Yet it might be instructive to ask who makes the many items we consume. Presumably somebody does. IKEA and Target must have “workers” somewhere in their supply chain, even if their floor staff and customer service representatives are happily “middle class.” Is it really true that the people who make your stuff are becoming fewer and fewer? You have to assume a pretty narrow perspective to argue that just because none of your FaceBook friends work on an assembly line, there must not be very many of them left.

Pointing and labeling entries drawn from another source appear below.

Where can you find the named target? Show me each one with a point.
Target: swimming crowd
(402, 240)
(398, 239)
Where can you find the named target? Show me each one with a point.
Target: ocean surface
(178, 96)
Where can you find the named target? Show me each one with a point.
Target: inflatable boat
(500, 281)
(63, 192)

The New York Times can ask what it means to be a socialist in a system that produces less and less, consumes more and more; and it can honestly arrive at the answer, “not a whole hell of a lot.” Socialism, if it has ever meant anything, meant that the people making things have control of the processes which make them -- i.e., that workers control production. Of course, this presupposes that there is production, and this creates the whole difficulty for observers in the West, who no longer see it by looking out their windows. We are all middle class now, they tell themselves.
The fact that socialism has less political meaning in societies that no longer produce much of what they consume is not surprising: conflicts around production have been relocated -- to more repressive locales. A Socialist in France is like a Democrat in the US: both had greater relevance, vis-a-vis their stated ideals, in decades past, not because we have transcended the social concerns which informed them, but because a domestic working class could interfere with production, and in doing so shape politics. As the industrial working class gets smaller and smaller in our communities, the influence of owners, managers, and investors becomes the norm. This unchecked power, in turn, precipitates the kinds of crises we have come to know so well in recent years.